Random-walk Embedding Framework
This repository is a reference implementation of the random-walk embedding framework as described in the paper:
A Broader Picture of Random-walk Based Graph Embedding.
Zexi Huang, Arlei Silva, Ambuj Singh.
ACM SIGKDD International Conference on Knowledge Discovery and Data Mining, 2021.
The framework decomposes random-walk based graph embedding into three major components: random-walk process, similarity function, and embedding algorithm. By tuning the components, it not only covers many existing approaches such as DeepWalk but naturally motivates novel ones that have shown superior performance on certain downstream tasks.
Usage
Example
To use the framework with default settings to embed the BlogCatalog network:
python src/embedding.py --graph graph/blogcatalog.edges --embeddings emb/blogcatalog.embeddings
where graph/blogcatalog.edges
stores the input graph and emb/blogcatalog.embeddings
is the target file for output embeddings.
Options
You can check out all the available options (framework components, Markov time parameters, graph types, etc.) with:
python src/embedding.py --help
Input Graph
The supported input graph format is a list of edges:
node1_id_int node2_id_int <weight_float, optional>
where node ids are should be consecutive integers starting from 1. The graph is by default undirected and unweighted, which can be changed by setting appropriate flags.
Output Embeddings
The output embedding file has n lines where n is the number of nodes in the graph. Each line stores the learned embedding of the node with its id equal to the line number:
emb_dim1 emb_dim2 ... emb_dimd
Evaluating
Here, we show by examples how to evaluate and compare different settings of our framework on node classification, link prediction, and community detection tasks.
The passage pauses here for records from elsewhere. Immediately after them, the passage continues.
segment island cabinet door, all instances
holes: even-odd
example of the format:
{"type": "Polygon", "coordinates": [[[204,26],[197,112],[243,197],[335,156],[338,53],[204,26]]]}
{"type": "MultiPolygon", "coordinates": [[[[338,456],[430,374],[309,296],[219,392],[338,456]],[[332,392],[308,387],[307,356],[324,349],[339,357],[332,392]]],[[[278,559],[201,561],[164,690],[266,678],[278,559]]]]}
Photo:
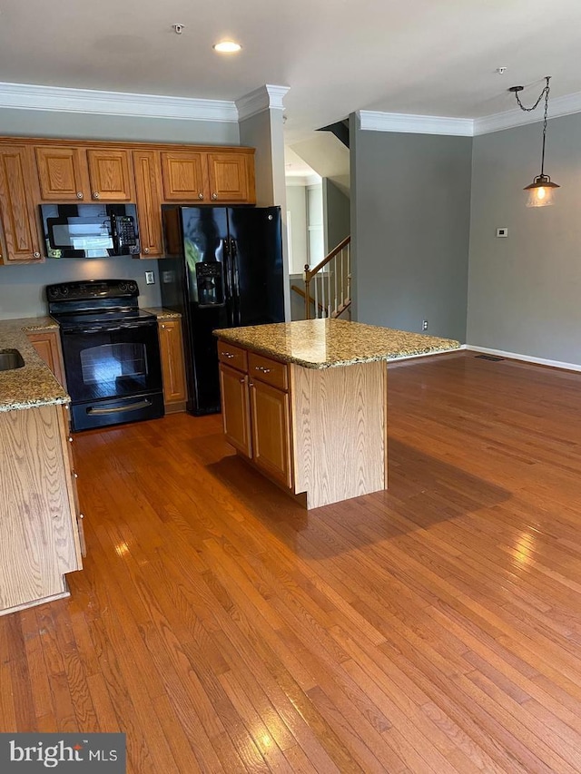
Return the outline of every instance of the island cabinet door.
{"type": "Polygon", "coordinates": [[[226,440],[238,451],[251,457],[252,447],[248,377],[241,371],[221,364],[220,388],[226,440]]]}
{"type": "Polygon", "coordinates": [[[292,486],[289,395],[258,379],[250,384],[254,463],[272,479],[292,486]]]}

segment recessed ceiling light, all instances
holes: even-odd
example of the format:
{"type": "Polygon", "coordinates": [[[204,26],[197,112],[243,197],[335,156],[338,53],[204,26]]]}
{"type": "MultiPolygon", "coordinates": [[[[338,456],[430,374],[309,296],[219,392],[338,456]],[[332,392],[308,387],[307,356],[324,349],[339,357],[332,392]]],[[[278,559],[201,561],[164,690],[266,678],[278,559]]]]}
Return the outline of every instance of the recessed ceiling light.
{"type": "Polygon", "coordinates": [[[213,50],[220,52],[220,54],[236,54],[241,47],[239,43],[235,43],[233,40],[222,40],[212,45],[213,50]]]}

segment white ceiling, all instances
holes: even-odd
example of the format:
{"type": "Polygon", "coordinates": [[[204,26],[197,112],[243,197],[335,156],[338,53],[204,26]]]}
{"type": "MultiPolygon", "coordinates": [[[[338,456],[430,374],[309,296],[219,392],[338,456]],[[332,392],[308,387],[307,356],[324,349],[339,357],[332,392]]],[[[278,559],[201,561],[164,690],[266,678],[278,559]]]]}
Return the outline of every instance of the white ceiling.
{"type": "Polygon", "coordinates": [[[580,33],[579,0],[0,0],[0,73],[218,100],[287,85],[294,142],[360,109],[501,113],[514,107],[508,86],[533,84],[533,101],[545,75],[551,98],[581,92],[580,33]],[[241,54],[212,51],[226,37],[241,54]]]}

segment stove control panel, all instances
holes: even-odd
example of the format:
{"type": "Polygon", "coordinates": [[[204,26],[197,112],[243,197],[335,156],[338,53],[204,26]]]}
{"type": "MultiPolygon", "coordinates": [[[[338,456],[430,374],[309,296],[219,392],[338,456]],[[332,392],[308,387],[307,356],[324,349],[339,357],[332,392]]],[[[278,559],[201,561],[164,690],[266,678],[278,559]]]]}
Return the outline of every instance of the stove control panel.
{"type": "Polygon", "coordinates": [[[133,279],[85,279],[46,286],[48,301],[126,299],[137,296],[139,288],[133,279]]]}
Full evaluation options are can be found with:
python src/evaluating.py --help
Note that the results shown below may not be identical to those in the paper due to different random seeds, but the conclusions are the same.
Node Classification
Once we generate the embedding with the script in previous section, we can call
python src/evaluating.py --task node-classification --embeddings emb/blogcatalog.embeddings --training-ratio 0.5
to compute the Micro-F1 and Macro-F1 scores of the node classification.
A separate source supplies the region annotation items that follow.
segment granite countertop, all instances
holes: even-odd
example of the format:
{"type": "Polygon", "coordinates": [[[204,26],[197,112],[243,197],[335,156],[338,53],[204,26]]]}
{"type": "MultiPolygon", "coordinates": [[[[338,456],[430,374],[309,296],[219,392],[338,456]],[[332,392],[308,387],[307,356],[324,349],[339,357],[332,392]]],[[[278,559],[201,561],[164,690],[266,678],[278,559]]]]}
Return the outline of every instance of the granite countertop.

The results for comparing Pointwise Mutual Information (PMI) and Autocovariance (AC) similarity metrics with the best Markov times and varying training ratios are as follows:
Training Ratio | 10% | 20% | 30% | 40% | 50% | 60% | 70% | 80% | 90% | |
---|---|---|---|---|---|---|---|---|---|---|
PMI | Micro-F1 | 0.3503 | 0.3814 | 0.3993 | 0.4106 | 0.4179 | 0.4227 | 0.4255 | 0.4222 | 0.4228 |
(time=4) | Macro-F1 | 0.2212 | 0.2451 | 0.2575 | 0.2669 | 0.2713 | 0.2772 | 0.2768 | 0.2689 | 0.2678 |
AC | Micro-F1 | 0.3547 | 0.3697 | 0.3785 | 0.3837 | 0.3872 | 0.3906 | 0.3912 | 0.3927 | 0.3930 |
(time=5) | Macro-F1 | 0.2137 | 0.2299 | 0.2371 | 0.2406 | 0.2405 | 0.2413 | 0.2385 | 0.2356 | 0.2352 |
Link Prediction
Prepare
To evaluate the embedding method on link prediction, we first have to remove a ratio of edges in the original graph:
python src/evaluating.py --task link-prediction --mode prepare --graph graph/blogcatalog.edges --remaining-edges graph/blogcatalog.remaining-edges --removed-edges graph/blogcatalog.removed-edges
This takes the original graph graph/blogcatalog.edges
as input and output the removed and remaining edges to graph/blogcatalog.removed-edges
and graph/blogcatalog.remaining-edges
.
Embed
Then, we embed based on the remaining edges of the network with the embedding script. For example:
python src/embedding.py --graph graph/blogcatalog.remaining-edges --embeddings emb/blogcatalog.residual-embeddings
Evaluate
Finally, we evaluate the performance of link prediction in terms of [email protected] based on the embeddings of the residual graph and the removed edges:
python src/evaluating.py --task link-prediction --mode evaluate --embeddings emb/blogcatalog.residual-embeddings --remaining-edges graph/blogcatalog.remaining-edges --removed-edges graph/blogcatalog.removed-edges --k 1.0
The results for comparing PMI and autocovariance similarity metrics with the best Markov times and varying k are as follows:
k | 10% | 20% | 30% | 40% | 50% | 60% | 70% | 80% | 90% | 100% |
---|---|---|---|---|---|---|---|---|---|---|
PMI (time=1) | 0.2958 | 0.2380 | 0.2068 | 0.1847 | 0.1678 | 0.1560 | 0.1464 | 0.1382 | 0.1315 | 0.1260 |
AC (time=3) | 0.4213 | 0.3420 | 0.2982 | 0.2667 | 0.2434 | 0.2253 | 0.2112 | 0.2000 | 0.1893 | 0.1802 |
Community Detection
Assume the embeddings for the Airport network emb/airport.embeddings
have been generated. The following computes the Normalized Mutual Information (NMI) between the ground-truth country communities and the k-means clustering of embeddings:
python src/evaluating.py --task community-detection --embeddings emb/airport.embeddings --communities graph/airport.country-labels
Citing
If you find our framework useful, please consider citing the following paper:
@inproceedings{random-walk-embedding,
author = {Huang, Zexi and Silva, Arlei and Singh, Ambuj},
title = {A Broader Picture of Random-walk Based Graph Embedding},
booktitle = {SIGKDD},
year = {2021}
}